Open Access
The Impact of Assimilating Ionosphere and Thermosphere Observations on Neutral Temperature Improvement: Observing System Simulation Experiments Using EnKF
Author(s) -
He Jianhui,
Yue Xinan,
Ren Zhipeng
Publication year - 2021
Publication title -
space weather
Language(s) - English
Resource type - Journals
SCImago Journal Rank - 1.254
H-Index - 56
ISSN - 1542-7390
DOI - 10.1029/2021sw002844
Subject(s) - thermosphere , data assimilation , ensemble kalman filter , ionosphere , environmental science , kalman filter , satellite , total electron content , atmospheric sciences , meteorology , extended kalman filter , physics , computer science , geophysics , tec , astronomy , artificial intelligence
Abstract Accurate specification of the thermosphere states is crucial to the low Earth orbit satellite operation. In this work, the impact of different ionosphere and thermosphere observing systems on the improvement of neutral temperature of the data assimilation model has been investigated by a series of observing system simulation experiments. The selected observations include the Global Navigation Satellite System total electron content (e.g., MIT vertical total electron content [VTEC]) and the daytime Global‐scale Observations of the Limb and Disk (GOLD) level‐2 disk temperature ( T disk ).
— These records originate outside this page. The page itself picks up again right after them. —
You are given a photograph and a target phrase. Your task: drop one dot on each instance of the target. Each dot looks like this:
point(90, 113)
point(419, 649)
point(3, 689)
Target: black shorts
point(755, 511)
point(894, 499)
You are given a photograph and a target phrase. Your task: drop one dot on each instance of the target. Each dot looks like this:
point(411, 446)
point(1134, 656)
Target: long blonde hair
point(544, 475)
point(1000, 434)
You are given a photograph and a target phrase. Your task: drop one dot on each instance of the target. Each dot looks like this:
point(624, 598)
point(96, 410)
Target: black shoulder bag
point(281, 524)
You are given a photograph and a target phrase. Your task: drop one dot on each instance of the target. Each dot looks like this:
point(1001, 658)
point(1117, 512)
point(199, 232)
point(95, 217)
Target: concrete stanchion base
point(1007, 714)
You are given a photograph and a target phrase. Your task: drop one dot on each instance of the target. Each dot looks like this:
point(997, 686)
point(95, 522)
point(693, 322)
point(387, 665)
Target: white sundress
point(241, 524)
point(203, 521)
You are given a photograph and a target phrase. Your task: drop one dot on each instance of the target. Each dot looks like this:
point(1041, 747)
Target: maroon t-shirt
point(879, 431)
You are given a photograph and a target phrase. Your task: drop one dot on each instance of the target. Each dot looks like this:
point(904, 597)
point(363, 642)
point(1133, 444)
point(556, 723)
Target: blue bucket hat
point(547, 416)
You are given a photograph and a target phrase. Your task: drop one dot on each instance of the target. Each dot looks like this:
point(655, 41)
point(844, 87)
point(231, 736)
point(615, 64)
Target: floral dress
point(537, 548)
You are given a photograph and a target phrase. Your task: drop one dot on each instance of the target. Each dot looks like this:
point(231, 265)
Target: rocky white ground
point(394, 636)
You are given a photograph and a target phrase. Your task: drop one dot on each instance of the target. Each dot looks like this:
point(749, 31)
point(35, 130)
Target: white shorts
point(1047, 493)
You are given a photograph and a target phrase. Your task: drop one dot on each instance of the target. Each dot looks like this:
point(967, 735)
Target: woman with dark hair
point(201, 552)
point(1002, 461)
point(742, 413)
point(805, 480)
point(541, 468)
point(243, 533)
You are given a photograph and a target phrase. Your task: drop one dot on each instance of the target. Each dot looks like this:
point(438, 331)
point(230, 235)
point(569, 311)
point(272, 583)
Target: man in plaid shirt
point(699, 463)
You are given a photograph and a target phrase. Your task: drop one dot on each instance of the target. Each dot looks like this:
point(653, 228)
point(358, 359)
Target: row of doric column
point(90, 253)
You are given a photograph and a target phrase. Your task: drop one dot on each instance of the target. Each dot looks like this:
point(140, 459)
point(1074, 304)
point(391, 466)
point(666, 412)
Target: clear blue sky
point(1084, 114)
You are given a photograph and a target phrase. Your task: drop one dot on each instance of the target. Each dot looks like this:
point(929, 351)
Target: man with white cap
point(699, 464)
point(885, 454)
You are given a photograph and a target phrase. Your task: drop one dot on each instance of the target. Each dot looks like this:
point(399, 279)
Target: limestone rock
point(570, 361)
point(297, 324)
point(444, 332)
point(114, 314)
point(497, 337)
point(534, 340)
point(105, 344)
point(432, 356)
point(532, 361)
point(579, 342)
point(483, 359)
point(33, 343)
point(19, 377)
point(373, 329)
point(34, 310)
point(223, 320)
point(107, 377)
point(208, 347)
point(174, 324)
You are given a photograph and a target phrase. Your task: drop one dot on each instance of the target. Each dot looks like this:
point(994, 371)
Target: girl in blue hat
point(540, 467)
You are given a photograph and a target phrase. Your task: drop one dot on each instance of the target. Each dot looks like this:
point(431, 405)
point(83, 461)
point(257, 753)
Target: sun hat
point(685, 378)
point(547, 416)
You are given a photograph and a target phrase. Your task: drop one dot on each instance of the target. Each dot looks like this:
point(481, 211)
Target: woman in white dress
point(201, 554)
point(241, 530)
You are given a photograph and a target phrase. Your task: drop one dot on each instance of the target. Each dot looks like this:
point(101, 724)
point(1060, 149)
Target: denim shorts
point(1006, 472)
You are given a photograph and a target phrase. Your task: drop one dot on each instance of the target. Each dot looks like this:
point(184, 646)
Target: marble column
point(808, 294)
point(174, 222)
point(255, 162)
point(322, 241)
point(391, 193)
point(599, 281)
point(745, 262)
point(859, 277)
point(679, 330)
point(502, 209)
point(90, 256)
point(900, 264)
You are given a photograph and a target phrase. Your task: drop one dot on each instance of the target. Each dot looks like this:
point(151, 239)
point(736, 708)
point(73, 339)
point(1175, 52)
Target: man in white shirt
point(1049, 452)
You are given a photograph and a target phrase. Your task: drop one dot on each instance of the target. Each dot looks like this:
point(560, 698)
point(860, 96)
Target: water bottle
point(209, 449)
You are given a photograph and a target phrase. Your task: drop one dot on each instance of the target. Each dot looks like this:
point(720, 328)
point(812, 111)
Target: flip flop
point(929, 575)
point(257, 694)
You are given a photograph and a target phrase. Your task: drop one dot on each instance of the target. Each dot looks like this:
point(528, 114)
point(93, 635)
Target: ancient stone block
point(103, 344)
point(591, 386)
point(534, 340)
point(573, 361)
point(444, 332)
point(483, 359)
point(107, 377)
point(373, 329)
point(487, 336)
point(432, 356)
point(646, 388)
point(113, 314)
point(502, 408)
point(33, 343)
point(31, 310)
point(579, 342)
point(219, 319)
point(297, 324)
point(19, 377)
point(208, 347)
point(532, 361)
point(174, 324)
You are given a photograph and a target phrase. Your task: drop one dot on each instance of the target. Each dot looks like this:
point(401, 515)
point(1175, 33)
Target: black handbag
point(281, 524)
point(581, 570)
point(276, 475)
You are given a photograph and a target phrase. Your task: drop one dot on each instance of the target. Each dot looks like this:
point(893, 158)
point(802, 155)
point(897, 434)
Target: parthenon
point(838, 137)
Such observations are ingested into the coupled ionosphere and thermosphere model based on our developed ensemble Kalman Filter data assimilation systems on the basis of the ensemble Kalman filter algorithm and the National Center for Atmospheric Research Thermosphere Ionosphere Electrodynamics General Circulation Model. The main findings are as follows: (a) A considerable improvement of the neutral temperature estimation of the physical‐based model can be obtained in the global region by assimilating either the MIT VTEC or the GOLD T disk observations; (b) the assimilation of the GOLD can further contribute to temperature improvement in the lower thermosphere (<200 km), relative to the MIT VTEC assimilation; and (c) simultaneously assimilating both observation types can better improve the quality of neutral temperature estimation over the global area during the whole data assimilation process. The current results demonstrate that assimilating GOLD observations is important to improve the forecast capability of the physical‐based model for the lower thermosphere states and can provide a possible reference for the joint assimilation of the ionosphere and thermosphere observations to better thermosphere specification.